Prof accoltellata da uno studente: “Tornerò in classe”

Dal letto d’ospedale in cui è ancora ricoverata, l’insegnante di francese ha inviato una lettera indirizzata ad alunni e personale sanitario.

Bergamo – Un episodio di violenza senza precedenti ha scosso la scuola media Leonardo da Vinci di Trescore Balneario, in provincia di Bergamo. Lo scorso martedì mattina un ragazzo di 13 anni ha aggredito con un coltello la sua insegnante di francese, Chiara Mocchi, ferendola gravemente prima di essere bloccato da un collega della donna e da due collaboratori scolastici.

Tutto è accaduto circa un quarto d’ora prima delle otto, mentre studenti e insegnanti stavano raggiungendo le rispettive aule. Il tredicenne si è presentato a scuola in pantaloni mimetici e con una maglietta riportante la scritta “vendetta”. Ha colpito la docente sotto gli occhi dei compagni. I fendenti hanno raggiunto la vittima all’addome e al collo. Il tutto mentre il 13enne era in diretta su Telegram.

Nei giorni precedenti all’aggressione, lo studente aveva pubblicato sui social un testo dal titolo “La soluzione finale”, in cui anticipava le proprie intenzioni.
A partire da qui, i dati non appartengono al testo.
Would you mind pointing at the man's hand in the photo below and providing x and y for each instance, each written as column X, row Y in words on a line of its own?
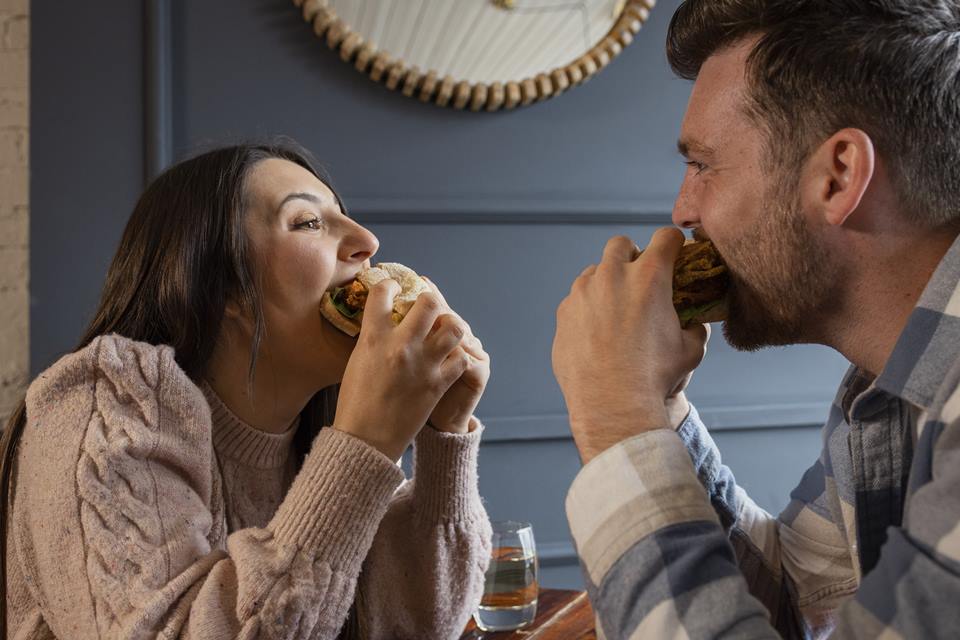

Nello zaino è stata rinvenuta una pistola scacciacani. Nell’abitazione che condivide con la madre, i carabinieri hanno successivamente rinvenuto materiale potenzialmente pericoloso, tra cui acidi e fertilizzanti, il tutto posto sotto sequestro per ulteriori accertamenti.
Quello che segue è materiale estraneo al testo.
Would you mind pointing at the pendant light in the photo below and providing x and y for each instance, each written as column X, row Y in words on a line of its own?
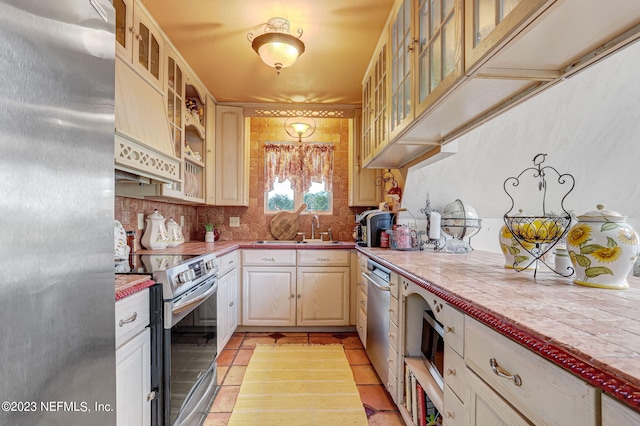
column 276, row 46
La docente, 57 anni, è stata soccorsa dal 118 e trasportata in elisoccorso all’ospedale Papa Giovanni XXIII di Bergamo in codice rosso. Una trasfusione di sangue avviata già a bordo del velivolo e un delicato intervento chirurgico le hanno salvato la vita. Dopo una notte in terapia intensiva senza complicazioni, nella giornata del 26 marzo è stata trasferita in reparto ordinario.

Dal reparto dell’ospedale Papa Giovanni, con la voce ancora flebile ma il cuore colmo di gratitudine, Chiara Mocchi ha dettato attraverso il suo avvocato una lettera rivolta a tutti coloro che le sono stati vicini in queste ore drammatiche: alunni, colleghi, familiari, soccorritori, personale sanitario e semplici cittadini che le hanno fatto sentire il proprio affetto.

Nella missiva la professoressa ripercorre quei momenti con lucidità e commozione, ricordando come i colleghi intervenuti senza esitazione abbiano creato una barriera tra lei e la morte, e come l’équipe dell’elisoccorso abbia lottato contro il tempo per bloccare un’emorragia devastante. Un pensiero speciale va anche agli studenti presenti durante l’aggressione: “Non porto rabbia né paura nel cuore, ma solo desiderio di rivedervi crescere sereni e protetti”, scrive.

La docente non rinuncia nemmeno a rivolgere parole di comprensione al suo aggressore: “Questa ferita non deve diventare un muro, ma un ponte: verso una scuola più attenta, verso una comunità più unita, verso un modo nuovo di stare accanto ai ragazzi, soprattutto quelli che fanno più fatica, come magari quello che mi ha colpito, che forse nel profondo non saprà neanche perché“.

E guardando al futuro, la sua voce si fa ancora più ferma: “Se il Signore vorrà concedermelo, tornerò in classe, tra i banchi, dove ho sempre sentito di appartenere. Perché nonostante tutto, insegnare resta il mio sogno, la mia vocazione, la mia gioia più grande”.

Intanto, lo studente è stato portato in caserma e ascoltato in un’audizione protetta. La Procura per i minorenni di Brescia aprirà un fascicolo, ma il ragazzo, avendo 13 anni, non è imputabile e non potrà essere processato. Si trova attualmente in una comunità protetta, con il consenso dei genitori. Secondo le testimonianze di chi lo conosceva, non aveva mai manifestato particolari problemi comportamentali in precedenza. Le cause del gesto restano ancora da chiarire: si ipotizza un brutto voto o una precedente lite con un compagno, durante la quale la professoressa avrebbe preso le difese dell’altro ragazzo.